The dictionary definition of a portrait is a likeness of a person, especially of his or her face. But the winner of the 2012 Archibald Prize for portraiture depicts a headless man.
The veteran artist Tim Storrier has won the $75,000 Archibald Prize for his self-portrait – as an invisible man without a face.
But a closer look at the veteran artist's surreal canvas shows his face sketched on a piece of paper floating in the breeze behind him.
His dog, Smudge, who is depicted on top of his rucksack, nearly stole the spotlight when it was brought up on a lead to be embraced by Storrier on the winner's podium at the Art Gallery of NSW.
"You could accurately say I have won the prize for a portrait of a dog," Storrier acknowledged after his fanciful "Histrionic wayfarer (after Bosch)" took out the $75,000 first prize in Australia's oldest portrait competition.
As Smudge grabbed the limelight, Storrier said: "WC Fields was right - don't go on stage with children or dogs because they will steal the show.
"You are proving that right now," he told a media throng at the NSW Art Gallery. Smudge appears in the painting atop a bulging backpack carried by a pith-helmeted adventurer wearing sunglasses, but without a visage.
The dog is seen in profile looking at a small piece of paper floating in the sky, which on close inspection does contain a scribbled drawing of the artist.
The work is based on a 500-year-old work by Hieronymus Bosch which hangs in Rotterdam. "It's about the road less taken, the prodigal son returning," Storrier explained.
"It's a dilemma. It's a mythical figure at a fork in the road, making a decision between right and wrong. "The dog is the ever-present companion of the traveller.
"Smudge is the critic and guide of the whole enterprise."
It was a case of third time lucky for Storrier, a 52-year-old Sydney-born artist who now lives in Bathurst and whose first entry in a similar faceless style was rejected, before his second attempt made the final cut last year.
His faceless portrait solved at least one artistic dilemma.
"(American artist) John Singer Sargent said famously the portrait is a painting with something wrong with the mouth, so I thought I would try to avoid that," Storrier said.
"And I don't particularly want to paint my own face."
Smudge was difficult to paint, he said, because she kept turning her head.
But dogs were great companions for artists and writers who work on their own.
"They are ever loyal and never critical, which can be very useful considering what happens to a lot of artists' work," he said. "I was initially reluctant to put the dog in, because it's a bit like a cheap trick.

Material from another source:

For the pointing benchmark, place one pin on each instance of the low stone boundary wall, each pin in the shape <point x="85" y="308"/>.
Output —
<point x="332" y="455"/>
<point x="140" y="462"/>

"But it's emotionally accurate from my point of view, and therefore quite relevant."
One of the other 41 finalists also featured a dog - the four-legged star of the film "Red Dog" which was painted in former winner Adam Cullen's "Nelson And Koko".
Storrier is an acclaimed artist who was awarded an Order of Australia for services to art in 1994, and whose work hangs in the NSW Art Gallery, the National Gallery and abroad.
He has twice won the Archibald's sister prize the Sulman, the first time in 1968 as a 19-year-old, the youngest winner ever.
Storrier said his victory would make him the "most unpopular artist in the country, at least among other artists, because you don't enter these competitions to lose them".